Responsibilities
6.1 For each project, the Project Manager identifies any variations from the Life Cycle described in this
document and also which phases of the life cycle are to be used for project control in their projects.
6.2 The Quality Manager approves and the General Manager authorises any deviations from this guideline.
7. Procedure
7.1. During project planning, the Project Manager decides on the appropriate lifecycle for the project by selecting from the various lifecycles described in this section .
7.2 The selected lifecycle for the project is then tailored to the project's needs based on:
- Tailoring criteria provided along with the lifecycle model
- Any requirements for the project specified by the customer
- Tailoring of organisation baselines based on new processes that will be piloted.
7.3 The lifecycle for the project is documented in the process handbook for the project.
7.4 The following terms are used while describing the various lifecycles:
- Business Requirements Specification (BRS) - the requirements to be met by the software such as functional, performance, interface and processing requirements are specified in detail.
- Functional Specification (FS) – the implementation aspects of the BRS such as the functional, performance, interface and processing requirements through business modelling, use cases, screen specifications and business rules.
- Design Specification
- High Level design - the system is broken down into individual components. The interfaces between the components are identified.
- Detailed Design - the behaviour and composition of each of the components is defined.
- Coding - the design is translated into code in an appropriate programming language.
- Unit Testing - each of the components is tested individually to verify that the component satisfies its goals, such as functional, performance and reliability goals.
- Integration Testing - every combination of components is tested to verify that the combination functions correctly as intended.
- System Testing - the system is built as a whole and tested to verify its conformance to the defined requirements.
- Release - the components of the software (including all documentation and information necessary to build the software) are assembled together for shipment.
- Acceptance - the activity of obtaining the customer's agreement that all the required deliverables meet their defined requirements.
- Specification of conversion - the various items to be converted - such as operating system calls, blocks of code specific to the older system, utility routines, etc are identified along with how they will be converted.

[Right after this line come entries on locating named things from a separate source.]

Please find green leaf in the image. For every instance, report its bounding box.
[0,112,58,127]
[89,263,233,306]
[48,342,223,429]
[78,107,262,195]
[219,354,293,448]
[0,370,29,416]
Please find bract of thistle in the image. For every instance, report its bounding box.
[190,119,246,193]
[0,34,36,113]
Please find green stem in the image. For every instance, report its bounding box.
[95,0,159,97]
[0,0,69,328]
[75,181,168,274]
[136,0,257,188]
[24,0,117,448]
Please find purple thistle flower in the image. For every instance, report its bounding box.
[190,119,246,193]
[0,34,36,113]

- Re-engineering specification - the software items to be created or modified in order to build a system that satisfies the requirements are identified, and the modifications to be made to these are identified.
7.5 Prototyping can be performed at any of these phases and need not conform to the structure as described in this document. However, all resulting code and/or design must undergo the life cycle steps and controls before it can be used in the product. The process such as the one for Rapid Development will have to be approved by the General Manager/Quality Manager before it can be used in a project. In addition, such a development can be taken up only if the contract/LOI allows it.

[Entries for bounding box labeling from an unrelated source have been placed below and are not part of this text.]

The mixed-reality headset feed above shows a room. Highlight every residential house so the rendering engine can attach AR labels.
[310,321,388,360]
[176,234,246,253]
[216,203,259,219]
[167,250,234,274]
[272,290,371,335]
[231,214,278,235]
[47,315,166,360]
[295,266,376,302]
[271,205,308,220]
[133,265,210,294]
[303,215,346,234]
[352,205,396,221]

Handling overlapping of phases
This Lifecycle Procedure recognises that the phases mentioned in the previous sections may overlap due
to project schedule requirements. In such cases, the following guidelines are applicable:
- The Project Manager identifies the phase overlap as a risk in the project plan and lists the steps taken to counter these risks. These may include the steps outlined below.

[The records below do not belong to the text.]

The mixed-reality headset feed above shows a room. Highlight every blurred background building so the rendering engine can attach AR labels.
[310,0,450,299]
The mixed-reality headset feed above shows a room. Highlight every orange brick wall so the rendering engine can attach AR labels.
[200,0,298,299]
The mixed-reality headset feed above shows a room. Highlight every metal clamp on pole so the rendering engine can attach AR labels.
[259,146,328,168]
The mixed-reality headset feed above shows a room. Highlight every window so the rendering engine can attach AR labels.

- The Project Manager ensures that the inputs for an activity are available before the activity commences. (For example, design specifications for a module must be reviewed and approved when coding for the module commences although design of other modules might not be complete). The Project Manager also ensures that such inputs are under version control.
- When a change in an item requires a change in other items / activities for which this has been used as an input, the Project Manager confirms if the change is really necessary.
- If yes, the Project Manager ensures that revised versions / amendments of the item, along with detailed descriptions of the changes, are made available to personnel performing subsequent activities.
- The Project Manager also performs an impact analysis and revises the project schedules, if necessary. Such schedule changes are highlighted in the project status report. The Project Manager also ensures that sufficient review / testing of the changes is performed.